The octanol/water partition coefficient, or best known as cLogP, is calculated by the molecular properties mining and quality assurance software package Molinspiration and Osiris (Open Source Independent Review and Interpretation System Background), respectively, as a sum of fragment contributions & correction factors (Husain et al., 2016; Jarrahpour et al., 2010). This procedure can be practically applied to all organic and organometallic based molecules. In addition, the method published by Ertl et al. (2000) is employed in the calculation of the total molecular polar surface area (TPSA). This quantity is simply the sum of fragment contributions; O- and N- centered polar fragments. Furthermore, TPSA characterizes intestinal drug absorption, permeability of Caco-2, bioavailability and penetration of blood-brain barrier.

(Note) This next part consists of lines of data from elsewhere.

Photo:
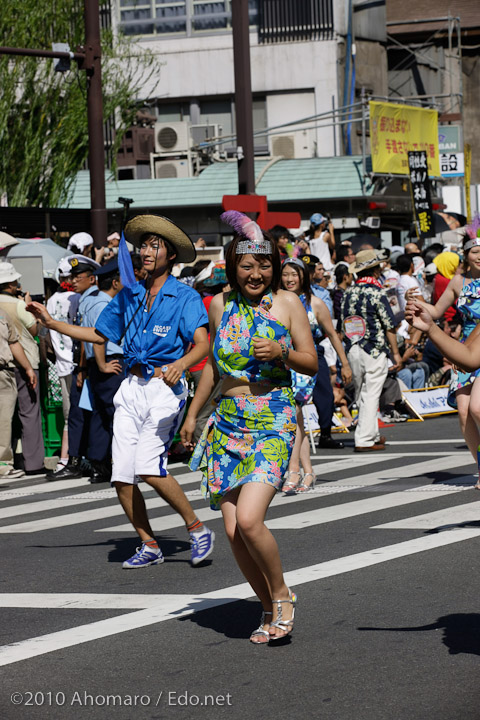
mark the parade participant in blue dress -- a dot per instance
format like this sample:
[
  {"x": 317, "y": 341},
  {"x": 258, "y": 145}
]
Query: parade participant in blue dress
[
  {"x": 255, "y": 331},
  {"x": 105, "y": 375},
  {"x": 296, "y": 278},
  {"x": 464, "y": 289},
  {"x": 158, "y": 319}
]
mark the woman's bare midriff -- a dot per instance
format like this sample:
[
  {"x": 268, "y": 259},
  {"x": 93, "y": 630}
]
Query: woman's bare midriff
[{"x": 231, "y": 387}]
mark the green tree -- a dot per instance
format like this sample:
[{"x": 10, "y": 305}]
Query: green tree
[{"x": 43, "y": 113}]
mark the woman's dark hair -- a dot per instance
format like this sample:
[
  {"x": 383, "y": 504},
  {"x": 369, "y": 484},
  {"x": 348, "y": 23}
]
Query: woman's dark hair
[
  {"x": 278, "y": 231},
  {"x": 341, "y": 271},
  {"x": 432, "y": 251},
  {"x": 171, "y": 250},
  {"x": 304, "y": 276},
  {"x": 404, "y": 263},
  {"x": 232, "y": 260}
]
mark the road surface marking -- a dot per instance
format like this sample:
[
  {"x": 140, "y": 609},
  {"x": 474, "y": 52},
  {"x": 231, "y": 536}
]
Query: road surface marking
[{"x": 175, "y": 606}]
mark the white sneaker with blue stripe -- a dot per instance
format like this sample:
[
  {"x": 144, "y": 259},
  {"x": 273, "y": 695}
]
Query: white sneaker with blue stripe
[
  {"x": 202, "y": 545},
  {"x": 144, "y": 557}
]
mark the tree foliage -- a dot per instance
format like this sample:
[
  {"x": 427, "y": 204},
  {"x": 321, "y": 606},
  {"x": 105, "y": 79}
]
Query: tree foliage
[{"x": 43, "y": 113}]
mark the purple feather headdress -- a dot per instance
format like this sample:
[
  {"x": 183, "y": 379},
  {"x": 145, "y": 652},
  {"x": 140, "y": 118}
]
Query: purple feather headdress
[
  {"x": 254, "y": 243},
  {"x": 473, "y": 232}
]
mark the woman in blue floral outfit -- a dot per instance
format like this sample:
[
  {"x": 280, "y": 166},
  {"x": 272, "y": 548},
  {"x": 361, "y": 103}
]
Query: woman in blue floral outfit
[{"x": 246, "y": 444}]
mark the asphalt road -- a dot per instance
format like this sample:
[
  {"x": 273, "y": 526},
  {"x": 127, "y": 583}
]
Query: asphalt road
[{"x": 383, "y": 557}]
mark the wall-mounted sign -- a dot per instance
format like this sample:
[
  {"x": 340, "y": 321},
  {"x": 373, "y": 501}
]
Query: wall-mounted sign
[
  {"x": 395, "y": 130},
  {"x": 451, "y": 151},
  {"x": 422, "y": 204}
]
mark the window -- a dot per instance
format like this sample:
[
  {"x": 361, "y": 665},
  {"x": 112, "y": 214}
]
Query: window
[
  {"x": 181, "y": 17},
  {"x": 221, "y": 112}
]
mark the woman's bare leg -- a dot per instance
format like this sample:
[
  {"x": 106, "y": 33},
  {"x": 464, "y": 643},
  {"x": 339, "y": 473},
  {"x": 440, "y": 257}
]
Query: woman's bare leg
[
  {"x": 474, "y": 416},
  {"x": 252, "y": 504}
]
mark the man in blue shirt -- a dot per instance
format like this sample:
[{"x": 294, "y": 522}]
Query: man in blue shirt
[
  {"x": 84, "y": 282},
  {"x": 105, "y": 375},
  {"x": 159, "y": 319}
]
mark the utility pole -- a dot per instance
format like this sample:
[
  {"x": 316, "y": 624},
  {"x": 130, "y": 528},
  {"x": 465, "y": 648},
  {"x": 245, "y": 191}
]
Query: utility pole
[
  {"x": 243, "y": 97},
  {"x": 96, "y": 145},
  {"x": 89, "y": 59}
]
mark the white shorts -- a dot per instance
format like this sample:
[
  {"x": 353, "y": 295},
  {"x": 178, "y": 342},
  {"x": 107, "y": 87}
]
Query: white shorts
[
  {"x": 147, "y": 417},
  {"x": 330, "y": 354}
]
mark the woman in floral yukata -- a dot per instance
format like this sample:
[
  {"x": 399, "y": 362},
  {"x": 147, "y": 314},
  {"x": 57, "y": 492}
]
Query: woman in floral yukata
[{"x": 245, "y": 448}]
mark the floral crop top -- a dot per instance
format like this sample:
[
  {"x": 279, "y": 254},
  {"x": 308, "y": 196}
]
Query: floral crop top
[{"x": 233, "y": 349}]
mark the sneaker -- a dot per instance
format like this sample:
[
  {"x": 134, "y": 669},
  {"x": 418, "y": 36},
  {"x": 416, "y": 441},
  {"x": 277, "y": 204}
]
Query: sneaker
[
  {"x": 12, "y": 473},
  {"x": 202, "y": 545},
  {"x": 394, "y": 416},
  {"x": 327, "y": 442},
  {"x": 144, "y": 556}
]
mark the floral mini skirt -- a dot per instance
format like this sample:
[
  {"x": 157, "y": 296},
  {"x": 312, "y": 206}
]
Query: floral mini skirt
[{"x": 248, "y": 438}]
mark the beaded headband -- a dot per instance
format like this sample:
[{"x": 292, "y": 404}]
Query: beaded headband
[
  {"x": 471, "y": 243},
  {"x": 472, "y": 231},
  {"x": 254, "y": 243}
]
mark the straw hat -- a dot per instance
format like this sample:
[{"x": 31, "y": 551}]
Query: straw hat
[
  {"x": 8, "y": 273},
  {"x": 366, "y": 259},
  {"x": 144, "y": 224}
]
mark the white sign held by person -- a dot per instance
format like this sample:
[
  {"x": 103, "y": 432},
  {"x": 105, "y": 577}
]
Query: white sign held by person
[{"x": 428, "y": 402}]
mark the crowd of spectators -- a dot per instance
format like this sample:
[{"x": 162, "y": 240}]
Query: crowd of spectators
[{"x": 362, "y": 291}]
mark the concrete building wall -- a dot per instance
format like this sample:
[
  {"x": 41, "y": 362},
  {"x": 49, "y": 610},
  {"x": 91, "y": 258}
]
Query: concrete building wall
[{"x": 471, "y": 115}]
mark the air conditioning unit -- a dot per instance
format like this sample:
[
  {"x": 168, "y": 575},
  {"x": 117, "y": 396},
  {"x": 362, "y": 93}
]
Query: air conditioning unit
[
  {"x": 296, "y": 145},
  {"x": 207, "y": 132},
  {"x": 172, "y": 138},
  {"x": 173, "y": 168}
]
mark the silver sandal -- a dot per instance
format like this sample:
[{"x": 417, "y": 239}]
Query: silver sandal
[
  {"x": 290, "y": 487},
  {"x": 260, "y": 632},
  {"x": 306, "y": 488},
  {"x": 286, "y": 625}
]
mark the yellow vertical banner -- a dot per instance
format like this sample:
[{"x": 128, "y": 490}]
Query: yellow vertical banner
[
  {"x": 467, "y": 151},
  {"x": 396, "y": 130}
]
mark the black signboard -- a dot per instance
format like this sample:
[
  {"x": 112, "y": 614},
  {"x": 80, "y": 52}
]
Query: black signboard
[{"x": 422, "y": 204}]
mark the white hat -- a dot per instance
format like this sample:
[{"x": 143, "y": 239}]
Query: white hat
[
  {"x": 80, "y": 241},
  {"x": 80, "y": 263},
  {"x": 8, "y": 273},
  {"x": 7, "y": 240},
  {"x": 158, "y": 225}
]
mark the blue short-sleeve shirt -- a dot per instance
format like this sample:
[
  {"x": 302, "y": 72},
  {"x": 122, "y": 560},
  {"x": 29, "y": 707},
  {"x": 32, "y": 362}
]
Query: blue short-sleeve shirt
[
  {"x": 92, "y": 311},
  {"x": 158, "y": 336}
]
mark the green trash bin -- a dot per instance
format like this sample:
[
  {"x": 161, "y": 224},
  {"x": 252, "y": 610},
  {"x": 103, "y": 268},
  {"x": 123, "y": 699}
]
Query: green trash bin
[{"x": 52, "y": 409}]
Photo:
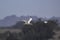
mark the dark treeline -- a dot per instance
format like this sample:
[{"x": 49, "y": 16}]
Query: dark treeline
[{"x": 37, "y": 31}]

The rule of five (Ro5) is based on the physicochemical profiles (distribution, absorption, excretion and metabolism) of synthetic drugs, which among other criteria, deals with target and ligand alignment, bioavailability, etc. (Murugan et al., 2015). Natural products do not generally follow the Ro5, due to their intra-molecular hydrogen bonding and easy metabolizibility (Zhang and Wilkinson, 2007).